Güzel Sanatlar Fakültesi - gsf@gelisim.edu.tr

İletişim ve Tasarımı








 İletişim ve Tasarımı Bölüm Başkanı Dr. Öğr. Üyesi Aslı Kasar ile Röportaj Gerçekleştirildi!


İstanbul Gelişim Üniversitesi (İGÜ) Güzel Sanatlar Fakültesi (GSF) İletişim ve Tasarımı Bölüm Başkanı Dr. Öğr. Üyesi Aslı Kasar ile röportaj gerçekleştirildi.


Merhaba Aslı hocam, öncelikle bizimle röportaj yapmayı kabul ettiğiniz için çok teşekkür ederiz. Bize kendinizden ve akademik olarak çalışmalarınızdan kısaca bahsedebilir misiniz?

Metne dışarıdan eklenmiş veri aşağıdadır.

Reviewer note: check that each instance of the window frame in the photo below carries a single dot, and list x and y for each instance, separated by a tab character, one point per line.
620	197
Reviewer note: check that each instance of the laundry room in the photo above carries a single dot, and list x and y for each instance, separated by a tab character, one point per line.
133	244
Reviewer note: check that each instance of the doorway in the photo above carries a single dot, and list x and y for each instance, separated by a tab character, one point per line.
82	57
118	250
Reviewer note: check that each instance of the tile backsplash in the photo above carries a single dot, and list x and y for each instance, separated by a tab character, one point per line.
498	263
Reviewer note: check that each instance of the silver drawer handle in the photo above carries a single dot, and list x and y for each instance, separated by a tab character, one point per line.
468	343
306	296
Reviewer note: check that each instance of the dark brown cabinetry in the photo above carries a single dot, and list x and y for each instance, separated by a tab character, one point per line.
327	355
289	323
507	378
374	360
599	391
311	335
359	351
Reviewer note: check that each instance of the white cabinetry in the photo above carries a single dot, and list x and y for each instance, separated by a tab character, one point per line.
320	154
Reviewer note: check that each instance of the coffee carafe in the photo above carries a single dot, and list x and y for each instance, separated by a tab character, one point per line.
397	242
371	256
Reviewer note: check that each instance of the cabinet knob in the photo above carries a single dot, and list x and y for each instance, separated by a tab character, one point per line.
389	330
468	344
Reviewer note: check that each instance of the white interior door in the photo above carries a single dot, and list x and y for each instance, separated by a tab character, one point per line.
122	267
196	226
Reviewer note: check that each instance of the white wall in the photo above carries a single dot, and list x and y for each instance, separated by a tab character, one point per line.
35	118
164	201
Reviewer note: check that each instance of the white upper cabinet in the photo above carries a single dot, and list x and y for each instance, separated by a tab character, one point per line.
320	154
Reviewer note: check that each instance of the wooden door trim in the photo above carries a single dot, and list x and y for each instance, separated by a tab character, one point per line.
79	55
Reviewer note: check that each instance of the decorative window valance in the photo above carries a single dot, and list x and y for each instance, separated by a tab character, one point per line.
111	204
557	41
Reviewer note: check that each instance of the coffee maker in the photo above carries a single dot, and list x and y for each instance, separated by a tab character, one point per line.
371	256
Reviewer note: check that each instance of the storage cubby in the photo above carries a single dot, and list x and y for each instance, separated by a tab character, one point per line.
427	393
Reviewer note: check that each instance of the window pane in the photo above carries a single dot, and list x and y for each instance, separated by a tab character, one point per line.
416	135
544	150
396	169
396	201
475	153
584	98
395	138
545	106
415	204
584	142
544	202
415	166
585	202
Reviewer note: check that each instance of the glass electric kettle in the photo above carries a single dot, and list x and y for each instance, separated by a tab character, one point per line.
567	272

Merhaba, ben teşekkür ederim. Küçük yaşlardan beri konuşmayı çok seven biri olarak hedefim hep iletişim okumak oldu. Haber spikeri olmak en büyük hayalim olduğu için 2009 yılında İstanbul Ticaret Üniversitesi İletişim Fakültesi Medya ve İletişim Sistemleri Bölümünden mezun oldum. Okurken gerek Ticaret üniversitesinin yerel kanalında yaptığım spikerlik gerekse sektörde yaptığım seslendirmeler ile spikerlik konusunda hevesimi almaya başlamıştım. TRT haber merkezinde yaptığım staj yıllarında sektörde çalışma koşullarında çok ciddi değişimler yaşanması benim de bu mesleği yapmak isteme konusundaki algılarımı değiştirmeye başlamıştı. Bu esnada Marmara Üniversitesinde “Kişilerarası İletişim” yüksek lisans programı açıldı. Bu program benim çok ilgimi çekti, hemen başvuru yaptım ve kabul edildim. Bu süreçte TR1 kanalında “Şehir” adlı programın yapımcılığı ve sunuculuğunu da yapmaktaydım. Aynı zamanda da yüksek lisans ders aşamasındaydım. Bu aşamada bilimle uğraşmanın küçüklükten beri hayalini kurduğum mesleğimi yapmaktan beni daha çok mutlu ettiğini fark ederek televizyonculuğu bırakarak akademiye yöneldim. 2011 yılında Marmara Üniversitesi Halkla İlişkiler Ana Bilim Dalına bağlı Kişilerarası İletişim Bölümü Yüksek Lisans eğitimimi bitirdikten sonra 2012 yılında bir vakıf üniversitesinde öğretim görevlisi olarak işe başladım. 2020 yılındaysa Marmara Üniversitesi Halkla İlişkiler ve Tanıtım Ana Bilim Dalına bağlı Halkla İlişkiler bilim dalında doktor unvanımı aldım. 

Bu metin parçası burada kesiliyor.